Book Advances In Pattern Recognition   Proceedings Of The 6th International Conference

Download or read book Advances In Pattern Recognition Proceedings Of The 6th International Conference written by Pinakpani Pal and published by World Scientific. This book was released on 2006-12-18 with total page 444 pages. Available in PDF, EPUB and Kindle. Book excerpt: This volume contains the latest in the series of ICAPR proceedings on the state-of-the-art of different facets of pattern recognition. These conferences have already carved out a unique position among events attended by the pattern recognition community. The contributions tackle open problems in the classic fields of image and video processing, document analysis and multimedia object retrieval as well as more advanced topics in biometrics speech and signal analysis. Many of the papers focus both on theory and application driven basic research pattern recognition.

Book MRI Atlas of MS Lesions

    Book Details:
  • Author : M.A. Sahraian
  • Publisher : Springer Science & Business Media
  • Release : 2007-10-16
  • ISBN : 3540713719
  • Pages : 184 pages

Download or read book MRI Atlas of MS Lesions written by M.A. Sahraian and published by Springer Science & Business Media.
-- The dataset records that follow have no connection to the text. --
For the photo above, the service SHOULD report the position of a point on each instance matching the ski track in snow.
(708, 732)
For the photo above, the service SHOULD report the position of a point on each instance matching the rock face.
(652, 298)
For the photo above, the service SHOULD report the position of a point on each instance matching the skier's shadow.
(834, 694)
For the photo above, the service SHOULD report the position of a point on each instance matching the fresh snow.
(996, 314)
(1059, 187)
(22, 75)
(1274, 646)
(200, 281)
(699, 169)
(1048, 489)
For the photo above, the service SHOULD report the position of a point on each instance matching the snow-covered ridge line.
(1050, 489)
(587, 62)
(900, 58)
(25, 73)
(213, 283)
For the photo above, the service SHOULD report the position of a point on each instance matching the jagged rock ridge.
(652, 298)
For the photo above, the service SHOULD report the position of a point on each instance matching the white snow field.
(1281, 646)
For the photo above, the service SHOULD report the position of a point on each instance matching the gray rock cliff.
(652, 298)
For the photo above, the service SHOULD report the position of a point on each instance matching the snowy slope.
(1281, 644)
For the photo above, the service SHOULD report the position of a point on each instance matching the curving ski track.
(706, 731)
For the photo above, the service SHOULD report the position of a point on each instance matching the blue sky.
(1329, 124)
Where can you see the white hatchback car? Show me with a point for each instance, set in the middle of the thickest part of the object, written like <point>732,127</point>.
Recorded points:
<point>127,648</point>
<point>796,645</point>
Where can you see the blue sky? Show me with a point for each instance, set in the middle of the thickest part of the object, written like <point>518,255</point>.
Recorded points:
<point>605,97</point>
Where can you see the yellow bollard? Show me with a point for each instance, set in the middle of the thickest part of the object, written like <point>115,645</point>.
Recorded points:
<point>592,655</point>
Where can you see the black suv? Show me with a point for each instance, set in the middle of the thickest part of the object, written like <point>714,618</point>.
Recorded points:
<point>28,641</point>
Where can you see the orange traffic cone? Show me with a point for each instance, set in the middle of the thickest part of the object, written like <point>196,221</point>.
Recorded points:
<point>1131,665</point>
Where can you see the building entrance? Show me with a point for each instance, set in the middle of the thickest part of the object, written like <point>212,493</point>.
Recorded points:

This book was released on 2007-10-16 with total page 184 pages. Available in PDF, EPUB and Kindle. Book excerpt: MRI has become the main paraclinical test in the diagnosis and management of multiple sclerosis. We have demonstrated more than 400 pictures of different typical and atypical MS lesions in this atlas. Each image has a teaching point. New diagnostic criteria and differential diagnosis have been discussed.